Quanto à formação teórica, a maior parte dos professores queixou-se da “cultura” da cópia na Universidade, em razão do deficiente poder aquisitivo, fator impeditivo à compra de livros técnico-científicos. Uma conseqüência disso, segundo eles, foi a falta de uma base teórica sólida na graduação, visto que o material fotocopiado, diferente do livro, tinha um caráter bem pontual, sendo aproveitado no estudo de uma determinada disciplina, visto, muitas vezes, de forma descontextualizada em relação ao livro do qual foi retirado. Assim, depois de formados, sentiam-se inseguros em relação a alguns conteúdos, apelando para a leitura do livro didático, que, afinal, tornava-se a principal referência teórica, sobretudo após o “mergulho” no universo da Geografia Escolar.

Os professores se queixaram também da falta de vivência em escolas da Educação Básica, durante o curso de Licenciatura, posto que o Estágio Escolar ficava bastante deslocado no currículo, geralmente no último ano. Por isso, as primeiras experiências como profissionais do ensino descortinavam um ambiente bem diferente da Universidade, pois vivenciavam, de forma contundente, a dicotomia entre a teoria acadêmica e a prática escolar.

Conforme evidenciamos, dos cinco professores pesquisados, apenas dois fizeram Pós- Graduação, encontrando dificuldades na realização dos trabalhos exigidos no curso, especialmente o trabalho final, alegando, para tanto, dificuldades com o método científico;

para eles, algo novo, não experienciado durante a graduação, tendo, portanto, que realizar um esforço extra, na tentativa de suprir suas limitações.

Também nos foi possível notar algumas diferenças entre os professores, determinadas por sua trajetória de vida, por particularidades advindas de sua situação familiar, conferindo- lhes distinções quanto às experiências políticas e culturais.

Quanto a aspectos relacionados às disposições culturais, vimos inicialmente que os professores se ressentiram da falta de uma orientação adequada ao participarem de eventos científicos durante a graduação, assumindo geralmente a condição de ouvinte, nenhum deles referindo-se a uma participação mais ativa no que respeita à apresentação de trabalhos. E que, depois de formados, os principais cursos freqüentados foram aqueles promovidos pela SEMEC; boa parte deles bastante instrumentais, visando atender necessidades imediatas.

Ao serem indagados acerca de suas preferências culturais, com exceção de uma professora, a maioria tem incursionado pouco pelo campo da literatura, do cinema, do teatro e da música, alegando, para tanto, principalmente, dificuldades financeiras, temporais, e a comodidade proporcionada pela televisão. Deste modo, pudemos constatar a dimensão e influência da industrial cultural.

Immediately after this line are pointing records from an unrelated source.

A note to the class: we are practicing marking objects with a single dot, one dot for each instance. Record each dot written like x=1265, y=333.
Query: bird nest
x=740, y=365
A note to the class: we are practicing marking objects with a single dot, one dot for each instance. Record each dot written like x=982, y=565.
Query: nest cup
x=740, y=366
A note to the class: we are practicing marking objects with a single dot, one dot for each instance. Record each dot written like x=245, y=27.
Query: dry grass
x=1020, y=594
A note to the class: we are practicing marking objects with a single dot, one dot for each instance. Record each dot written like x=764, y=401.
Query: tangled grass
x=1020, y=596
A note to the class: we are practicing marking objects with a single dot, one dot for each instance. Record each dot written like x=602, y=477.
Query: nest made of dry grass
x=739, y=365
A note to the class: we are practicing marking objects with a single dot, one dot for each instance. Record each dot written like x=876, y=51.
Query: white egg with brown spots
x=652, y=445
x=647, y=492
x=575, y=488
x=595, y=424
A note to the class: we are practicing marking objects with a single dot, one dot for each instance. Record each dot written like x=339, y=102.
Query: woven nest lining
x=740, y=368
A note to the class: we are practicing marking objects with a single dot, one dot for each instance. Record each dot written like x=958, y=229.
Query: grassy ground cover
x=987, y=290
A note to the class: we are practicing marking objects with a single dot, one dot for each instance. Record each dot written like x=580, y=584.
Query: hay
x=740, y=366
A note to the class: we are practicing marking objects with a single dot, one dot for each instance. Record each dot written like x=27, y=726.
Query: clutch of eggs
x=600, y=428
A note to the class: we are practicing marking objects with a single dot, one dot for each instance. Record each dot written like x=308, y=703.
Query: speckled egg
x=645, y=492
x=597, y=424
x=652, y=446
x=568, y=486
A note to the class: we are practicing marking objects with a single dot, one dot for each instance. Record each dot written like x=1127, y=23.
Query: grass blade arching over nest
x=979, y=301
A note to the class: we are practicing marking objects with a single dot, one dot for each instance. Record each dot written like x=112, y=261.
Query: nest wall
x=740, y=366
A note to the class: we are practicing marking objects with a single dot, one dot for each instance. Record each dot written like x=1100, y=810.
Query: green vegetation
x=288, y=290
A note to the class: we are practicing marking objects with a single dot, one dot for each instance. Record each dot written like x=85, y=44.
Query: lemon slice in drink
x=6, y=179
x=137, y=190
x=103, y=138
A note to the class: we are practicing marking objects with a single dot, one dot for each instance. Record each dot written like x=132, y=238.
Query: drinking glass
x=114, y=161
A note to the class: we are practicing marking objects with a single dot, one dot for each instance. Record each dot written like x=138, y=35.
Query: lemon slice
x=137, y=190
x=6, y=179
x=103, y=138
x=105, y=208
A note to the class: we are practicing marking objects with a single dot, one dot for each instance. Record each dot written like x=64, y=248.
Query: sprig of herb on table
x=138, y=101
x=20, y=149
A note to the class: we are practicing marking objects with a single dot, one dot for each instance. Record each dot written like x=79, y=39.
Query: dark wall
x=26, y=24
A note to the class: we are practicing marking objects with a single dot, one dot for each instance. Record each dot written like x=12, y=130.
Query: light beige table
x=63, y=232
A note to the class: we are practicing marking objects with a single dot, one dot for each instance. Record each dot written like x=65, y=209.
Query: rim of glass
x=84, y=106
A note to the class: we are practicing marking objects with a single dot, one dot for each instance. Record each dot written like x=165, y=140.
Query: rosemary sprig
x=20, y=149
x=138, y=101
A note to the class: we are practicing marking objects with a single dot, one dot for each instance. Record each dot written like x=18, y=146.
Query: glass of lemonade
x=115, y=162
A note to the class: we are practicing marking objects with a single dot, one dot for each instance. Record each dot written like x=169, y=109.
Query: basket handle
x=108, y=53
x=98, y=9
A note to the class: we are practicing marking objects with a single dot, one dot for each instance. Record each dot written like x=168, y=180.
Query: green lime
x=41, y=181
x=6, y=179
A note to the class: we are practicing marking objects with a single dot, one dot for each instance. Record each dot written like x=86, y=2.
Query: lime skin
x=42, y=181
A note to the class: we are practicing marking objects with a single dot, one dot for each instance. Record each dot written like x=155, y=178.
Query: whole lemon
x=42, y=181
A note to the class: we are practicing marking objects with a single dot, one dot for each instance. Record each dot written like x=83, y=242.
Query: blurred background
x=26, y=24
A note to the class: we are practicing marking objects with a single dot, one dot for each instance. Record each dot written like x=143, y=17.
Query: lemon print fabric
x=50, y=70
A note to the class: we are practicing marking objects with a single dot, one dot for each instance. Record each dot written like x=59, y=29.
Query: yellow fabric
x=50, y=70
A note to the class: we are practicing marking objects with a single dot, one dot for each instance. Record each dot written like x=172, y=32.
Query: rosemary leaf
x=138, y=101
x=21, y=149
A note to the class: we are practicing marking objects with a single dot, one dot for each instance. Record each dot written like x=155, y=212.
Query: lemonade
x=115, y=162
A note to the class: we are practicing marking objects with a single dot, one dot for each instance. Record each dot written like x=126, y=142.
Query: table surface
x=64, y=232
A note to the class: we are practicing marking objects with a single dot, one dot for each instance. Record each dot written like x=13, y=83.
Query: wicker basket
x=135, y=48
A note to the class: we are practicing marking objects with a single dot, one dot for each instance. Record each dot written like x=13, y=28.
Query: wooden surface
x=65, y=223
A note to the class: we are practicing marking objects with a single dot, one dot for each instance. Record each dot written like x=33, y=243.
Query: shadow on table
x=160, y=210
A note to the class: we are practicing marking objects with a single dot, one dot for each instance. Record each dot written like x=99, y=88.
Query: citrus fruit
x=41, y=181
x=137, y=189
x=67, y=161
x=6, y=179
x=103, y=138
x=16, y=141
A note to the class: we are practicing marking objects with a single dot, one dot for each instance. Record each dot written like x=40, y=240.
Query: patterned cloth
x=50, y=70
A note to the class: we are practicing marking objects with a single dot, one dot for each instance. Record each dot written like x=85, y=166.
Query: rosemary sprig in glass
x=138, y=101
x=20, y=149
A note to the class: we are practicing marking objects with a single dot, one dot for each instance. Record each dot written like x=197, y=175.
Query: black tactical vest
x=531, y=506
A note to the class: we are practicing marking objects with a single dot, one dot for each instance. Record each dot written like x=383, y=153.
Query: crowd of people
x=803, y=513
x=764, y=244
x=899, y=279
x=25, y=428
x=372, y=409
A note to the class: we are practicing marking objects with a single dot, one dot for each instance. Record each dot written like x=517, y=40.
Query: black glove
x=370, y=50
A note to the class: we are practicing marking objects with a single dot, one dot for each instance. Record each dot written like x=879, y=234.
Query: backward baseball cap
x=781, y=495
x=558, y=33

Quanto às revistas e jornais, estes eram lidos com um foco voltado para o ensino, um recurso auxiliar no preparo das aulas e em atividades solicitadas aos alunos; embora não tenha ocorrido com muita freqüência.

A leitura atenta dessas preferências nos mostra o sentido do gosto dos professores, assunto sobre o qual Bourdieu (1999b, p.478, tradução nossa) expressa: “o gosto funciona como uma espécie de sentido da orientação social; orienta os ocupantes de um determinado setor no espaço social; orienta para as posições sociais ajustadas a suas propriedades”.

Afinal, os professores, por sua origem, apresentam pouco capital cultural; fato que se reflete em suas escolhas estéticas, que os distanciam do estilo de vida expresso nos gostos da classe dominante, geralmente tidos como legítimos. Em seus relatos, pudemos constatar elementos associados à familiarização com obras artísticas populares, evidenciadas nas preferências evocadas, algumas delas estreitamente relacionadas à sua prática docente. Sobre isso, Bourdieu (1999b) afirma que indicadores como nível de instrução ou origem social expressam o modo de produção do habitus. Tais indicadores são princípios de diferenças não somente nas competências adquiridas, mas também na maneira de levá-las à prática.